Here are some tips to prevent yourself from being affected:
Be aware that this happens to you and everyone else.
Pause and observe the conclusion you just reached in your head. For example, he is yawning and looking at his phone while I am presenting; therefore he is rude.Challenge yourself: do you really have enough evidence to reach this conclusion? Do you know everything about him? Could his behaviour be attributed to something else?
Deliberately adopt an open mind so you can gather other data. He usually seems tired; maybe his wife just had a baby? Perhaps he has a personal emergency and is waiting for news?
Constantly revisit your mindset to ensure you’re considering all your possibilities. Don’t assume he is deliberately trying to be difficult.

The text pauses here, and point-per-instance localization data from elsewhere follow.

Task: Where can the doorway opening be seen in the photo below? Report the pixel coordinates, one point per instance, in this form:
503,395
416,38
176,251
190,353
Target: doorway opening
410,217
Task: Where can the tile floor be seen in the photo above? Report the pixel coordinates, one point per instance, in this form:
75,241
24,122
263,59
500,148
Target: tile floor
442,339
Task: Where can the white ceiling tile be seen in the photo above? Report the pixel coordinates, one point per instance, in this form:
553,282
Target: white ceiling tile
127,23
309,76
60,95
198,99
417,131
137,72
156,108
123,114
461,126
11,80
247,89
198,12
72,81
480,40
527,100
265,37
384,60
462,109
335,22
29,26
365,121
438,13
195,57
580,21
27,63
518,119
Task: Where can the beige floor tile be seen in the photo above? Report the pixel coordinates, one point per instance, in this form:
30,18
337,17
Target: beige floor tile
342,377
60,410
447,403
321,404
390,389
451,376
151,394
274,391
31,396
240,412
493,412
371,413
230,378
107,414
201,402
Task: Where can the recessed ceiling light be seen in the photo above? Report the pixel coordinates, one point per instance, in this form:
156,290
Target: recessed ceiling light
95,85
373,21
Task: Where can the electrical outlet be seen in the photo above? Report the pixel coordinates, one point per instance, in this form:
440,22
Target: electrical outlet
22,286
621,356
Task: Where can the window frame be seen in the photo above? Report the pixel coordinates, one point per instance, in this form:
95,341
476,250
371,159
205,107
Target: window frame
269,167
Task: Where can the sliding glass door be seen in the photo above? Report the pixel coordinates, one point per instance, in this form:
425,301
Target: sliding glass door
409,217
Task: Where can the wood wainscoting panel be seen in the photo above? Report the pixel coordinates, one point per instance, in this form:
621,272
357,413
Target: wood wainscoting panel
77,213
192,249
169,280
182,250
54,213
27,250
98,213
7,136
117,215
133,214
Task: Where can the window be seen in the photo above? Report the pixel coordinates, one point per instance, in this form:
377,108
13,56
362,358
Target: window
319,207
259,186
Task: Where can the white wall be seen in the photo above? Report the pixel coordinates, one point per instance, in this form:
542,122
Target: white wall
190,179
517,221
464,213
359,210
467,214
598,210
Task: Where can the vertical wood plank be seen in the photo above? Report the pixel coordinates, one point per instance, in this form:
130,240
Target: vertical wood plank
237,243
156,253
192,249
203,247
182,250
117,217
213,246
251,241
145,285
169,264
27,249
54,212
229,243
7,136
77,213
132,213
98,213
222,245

Maybe he asks questions so he can understand the information better.
It is also important to be aware of your own behaviour to decrease the possibility of becoming a victim of someone else’s confirmatory bias.
The next time you meet a new person:
Consciously adopt the voice, body language and words that will set this conversation off on the right note.
Observe the other person’s reaction to you.
Continuously reassess feedback to ask yourself what conclusion this person has reached about you.
If you believe this person has come to an unwarranted conclusion about you, assume responsibility for guiding her brain away from that conclusion.
Choose deliberate behaviours that will change her mind and seek out every opportunity to use them.
Being aware and taking active steps to mitigate confirmatory bias will help you frame people’s behaviours more objectively and also help you manage your behaviours more effectively as well.